The US Bureau of Labor announced the United States created 255,000 jobs in July. While good news, and rightly praised by the pundits, there is trouble hiding behind those numbers. The US durable goods sector went into recession early last autumn, while the entire manufacturing sector followed by November. That’s over 12 percent of the economy. Here’s what isn’t well known.
The entire economy has followed the durable goods sector into recession in each of the last recessions since and including the Great Depression. Historically, it takes sixteen to eighteen months for the rest of the economy to follow durable goods. So we’re most likely looking at a recession hitting somewhere between October of this year and June 2017.
Given that 99 percent of all income growth from 2009 to 2014 went to the top 1 percent, an historic record, the next recession will likely be more severe than the last. That’s because the great middle class will historically have fewer dollars to spend during the coming recession, which means the demand for goods and services will be depressed at levels not seen in decades.
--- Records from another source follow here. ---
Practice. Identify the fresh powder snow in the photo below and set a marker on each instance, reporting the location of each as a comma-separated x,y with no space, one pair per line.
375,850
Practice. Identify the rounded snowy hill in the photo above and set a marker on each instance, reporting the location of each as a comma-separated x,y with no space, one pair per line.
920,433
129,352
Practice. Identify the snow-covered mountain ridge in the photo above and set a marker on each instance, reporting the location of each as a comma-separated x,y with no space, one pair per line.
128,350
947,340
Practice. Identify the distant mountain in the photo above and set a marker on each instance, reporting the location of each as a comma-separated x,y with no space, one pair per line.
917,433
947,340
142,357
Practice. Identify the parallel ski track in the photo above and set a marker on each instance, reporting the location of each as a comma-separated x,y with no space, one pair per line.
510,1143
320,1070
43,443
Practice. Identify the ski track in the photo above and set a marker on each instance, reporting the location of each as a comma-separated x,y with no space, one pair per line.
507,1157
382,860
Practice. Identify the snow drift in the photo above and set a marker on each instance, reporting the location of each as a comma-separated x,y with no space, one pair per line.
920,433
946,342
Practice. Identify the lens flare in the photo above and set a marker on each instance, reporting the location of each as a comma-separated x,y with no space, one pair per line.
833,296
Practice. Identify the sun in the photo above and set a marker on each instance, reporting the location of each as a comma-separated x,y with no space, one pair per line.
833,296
This is the fourth longest economic expansion on record, and also among the weakest when it comes to job and wage growth. The US experienced higher monthly job growth in the economic expansions of the 1960s (170,000 per month), 1980s (230,000 per month) and the 1990s (200,000 per month), despite a smaller population, smaller GNP, and less worker productivity. Those expansions also featured real wage growth, especially during the 1960s. The current boom period has seen only 184,000 jobs created per month. Contrast that with the much maligned President Carter. Job growth of 206,000 per month occurred under Carter, with a population 2/3’s the size of today, and a GNP roughly 40 percent of today’s economy. Wage growth was consistent under Carter.
In addition, the most recent housing bubble will burst, as it always has done when recessions hit. Typically, when a recession occurs along with a bursting of a bubble, things are significantly much worse than without a bubble.
So, given the bubble, and historic income and wealth inequality, we should be looking at a whale of recession that is coming down the pike at hurricane speed.